The OpenAI provider type is reused for OpenRouter, Groq, and Together by setting base_url in fledge.toml to point at their API endpoints.

The factory:

// merlin-core/src/providers/mod.rs
pub fn create_provider(
    _name: &str,
    config: &ProviderConfig,
) -> anyhow::Result<Box<dyn LlmProvider>> {
    match config.provider_type.as_str() {
        "anthropic" => Ok(Box::new(anthropic::AnthropicProvider::new(config)?)),
        "openai"    => Ok(Box::new(openai::OpenAiProvider::new(config)?)),
        "ollama"    => Ok(Box::new(ollama::OllamaProvider::new(config)?)),
        other => anyhow::bail!("unknown provider type: {other}"),
    }
}

Adding a Provider

Implement LlmProvider for your type, add a branch to create_provider, and register the type string in fledge.toml. The agent loop is provider-agnostic — once the trait is satisfied, you’re done.

A skeleton:

pub struct MyProvider {
    client: reqwest::Client,
    api_key: String,
    model: String,
}

#[async_trait]
impl LlmProvider for MyProvider {
    async fn complete(&self, request: CompletionRequest) -> Result<CompletionResponse> {
        // Map CompletionRequest → wire format.
        // POST. Map response → CompletionResponse.
        unimplemented!()
    }
    // Optionally override `stream` for true SSE.
    fn name(&self) -> &str { "myprovider" }
    fn model(&self) -> &str { &self.model }
    fn supports_tools(&self) -> bool { true }
}

Tool-call Mapping

Every provider speaks a slightly different dialect for tool calls:

  • Anthropic: tool_use content blocks with structured input JSON, tool_result blocks with tool_use_id for the response.
  • OpenAI: top-level tool_calls array with id and JSON-string arguments.
  • Ollama: similar to OpenAI but no id; we synthesize one from a monotonic timestamp.

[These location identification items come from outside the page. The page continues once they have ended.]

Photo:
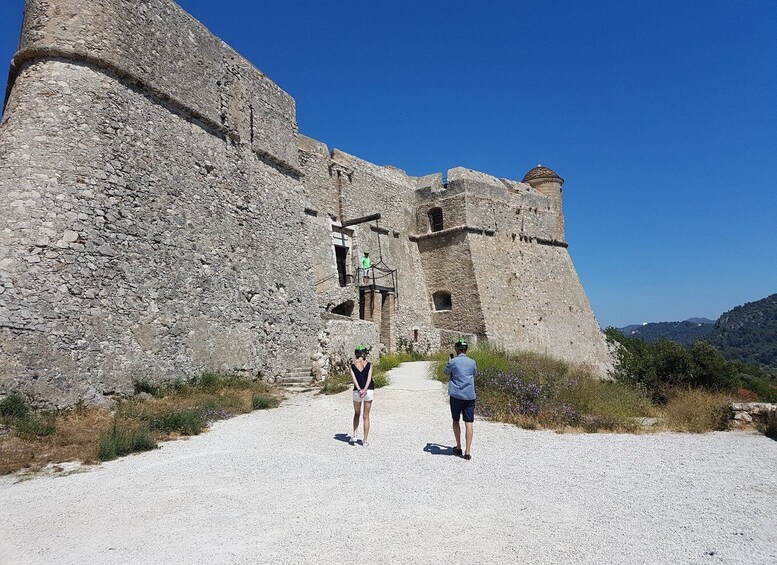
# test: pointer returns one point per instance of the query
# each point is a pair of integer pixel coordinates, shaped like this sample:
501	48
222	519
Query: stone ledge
748	412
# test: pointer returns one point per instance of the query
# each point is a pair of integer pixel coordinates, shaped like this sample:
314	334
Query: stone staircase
299	379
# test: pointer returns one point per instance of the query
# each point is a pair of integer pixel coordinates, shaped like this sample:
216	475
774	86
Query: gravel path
283	486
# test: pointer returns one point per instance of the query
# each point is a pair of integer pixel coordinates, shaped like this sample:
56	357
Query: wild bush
771	424
123	439
90	434
263	402
14	407
696	410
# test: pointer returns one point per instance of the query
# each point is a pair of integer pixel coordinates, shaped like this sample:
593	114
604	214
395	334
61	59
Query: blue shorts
465	407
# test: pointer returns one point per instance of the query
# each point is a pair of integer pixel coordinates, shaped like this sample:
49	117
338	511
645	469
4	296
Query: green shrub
698	411
766	391
771	424
336	383
185	422
147	387
380	378
123	440
36	424
262	402
14	407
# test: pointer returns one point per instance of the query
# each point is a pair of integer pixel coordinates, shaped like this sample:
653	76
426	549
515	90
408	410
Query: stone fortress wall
161	216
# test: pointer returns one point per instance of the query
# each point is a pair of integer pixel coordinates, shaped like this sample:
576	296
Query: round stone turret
547	182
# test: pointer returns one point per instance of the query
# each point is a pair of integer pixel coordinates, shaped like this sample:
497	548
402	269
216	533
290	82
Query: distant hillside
683	332
748	333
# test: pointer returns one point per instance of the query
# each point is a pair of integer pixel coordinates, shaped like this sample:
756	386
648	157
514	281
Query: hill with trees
748	333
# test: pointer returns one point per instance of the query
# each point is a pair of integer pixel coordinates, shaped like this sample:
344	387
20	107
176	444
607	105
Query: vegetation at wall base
664	365
540	392
770	430
32	439
340	381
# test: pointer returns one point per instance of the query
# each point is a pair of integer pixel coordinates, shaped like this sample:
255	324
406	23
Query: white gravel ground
282	486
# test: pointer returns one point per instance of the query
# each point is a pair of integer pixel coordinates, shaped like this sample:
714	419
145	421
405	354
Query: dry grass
176	410
75	438
698	411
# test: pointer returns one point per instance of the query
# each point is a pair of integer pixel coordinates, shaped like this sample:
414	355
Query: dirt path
283	486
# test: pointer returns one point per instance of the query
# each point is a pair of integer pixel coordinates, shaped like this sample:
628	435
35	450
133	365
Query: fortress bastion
161	216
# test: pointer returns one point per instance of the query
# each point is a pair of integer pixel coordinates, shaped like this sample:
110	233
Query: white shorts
367	397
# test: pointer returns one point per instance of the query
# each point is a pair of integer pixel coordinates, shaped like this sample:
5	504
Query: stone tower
547	182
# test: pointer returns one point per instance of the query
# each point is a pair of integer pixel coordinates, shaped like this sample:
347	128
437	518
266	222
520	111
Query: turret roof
540	172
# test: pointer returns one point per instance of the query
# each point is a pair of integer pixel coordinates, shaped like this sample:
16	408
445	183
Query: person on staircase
363	387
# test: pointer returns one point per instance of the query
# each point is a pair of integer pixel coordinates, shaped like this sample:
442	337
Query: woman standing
363	386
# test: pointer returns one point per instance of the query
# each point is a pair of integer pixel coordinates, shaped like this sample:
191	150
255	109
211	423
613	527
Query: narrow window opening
341	254
435	219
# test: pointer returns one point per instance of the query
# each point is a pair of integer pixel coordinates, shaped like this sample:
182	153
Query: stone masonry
161	216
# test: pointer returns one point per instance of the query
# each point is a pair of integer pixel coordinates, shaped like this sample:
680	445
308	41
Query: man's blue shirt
461	372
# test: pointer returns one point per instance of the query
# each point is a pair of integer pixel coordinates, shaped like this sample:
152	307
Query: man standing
461	372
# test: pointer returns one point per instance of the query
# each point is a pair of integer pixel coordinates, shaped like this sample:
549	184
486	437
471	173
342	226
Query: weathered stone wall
339	338
160	216
137	241
363	189
160	48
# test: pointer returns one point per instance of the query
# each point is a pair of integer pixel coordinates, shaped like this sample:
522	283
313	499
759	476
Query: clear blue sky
660	115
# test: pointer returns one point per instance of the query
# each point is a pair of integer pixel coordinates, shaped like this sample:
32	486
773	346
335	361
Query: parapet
157	47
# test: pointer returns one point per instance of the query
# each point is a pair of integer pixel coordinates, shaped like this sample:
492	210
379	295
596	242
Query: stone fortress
161	216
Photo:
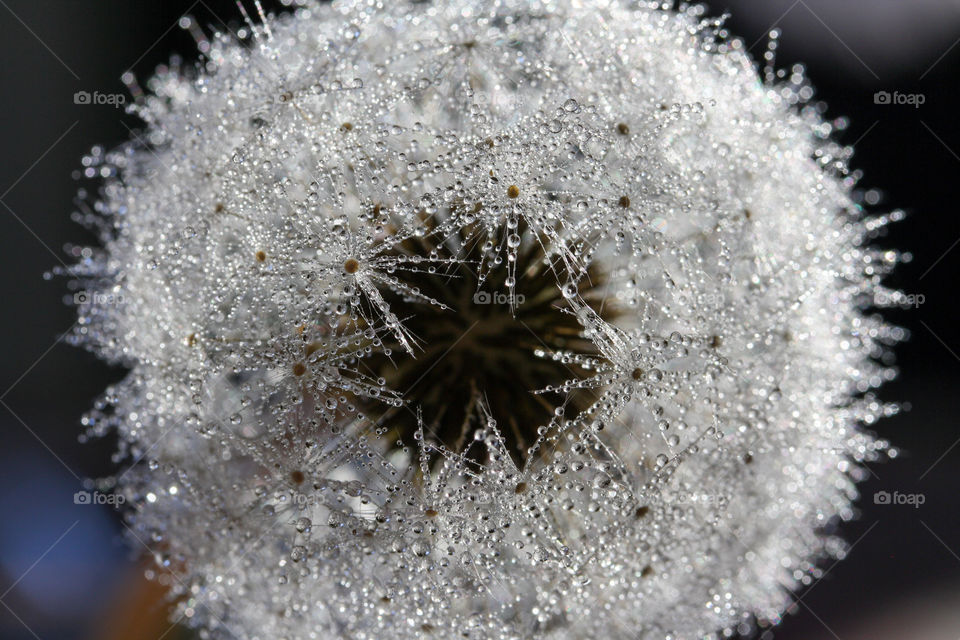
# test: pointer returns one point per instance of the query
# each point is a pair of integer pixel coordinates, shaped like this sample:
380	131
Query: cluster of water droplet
286	193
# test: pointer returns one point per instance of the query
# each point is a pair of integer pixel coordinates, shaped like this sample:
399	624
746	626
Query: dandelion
474	319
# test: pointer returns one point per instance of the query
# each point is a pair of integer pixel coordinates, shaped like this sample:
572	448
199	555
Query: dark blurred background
64	573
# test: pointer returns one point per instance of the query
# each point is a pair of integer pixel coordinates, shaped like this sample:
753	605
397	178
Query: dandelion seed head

Internally we standardize on Anthropic’s shape (ContentBlock::ToolUse

  • ContentBlock::ToolResult). Adapter code lives in each provider’s file.

Streaming Events

Implementations push events through the channel as they arrive:

EventEmit when
TextDelta(String)A text chunk arrives
ToolUseStart { id, name }A new tool-use block begins
ToolUseInputDelta(String)Partial JSON for tool arguments
ToolUseEndThe current tool block closes
Done(CompletionResponse)Final assembled response
Error(String)Stream-level error; agent bubbles it up

The agent loop accumulates ToolUseInputDelta chunks per current block and emits a single AgentEvent::ToolCall at ToolUseEnd.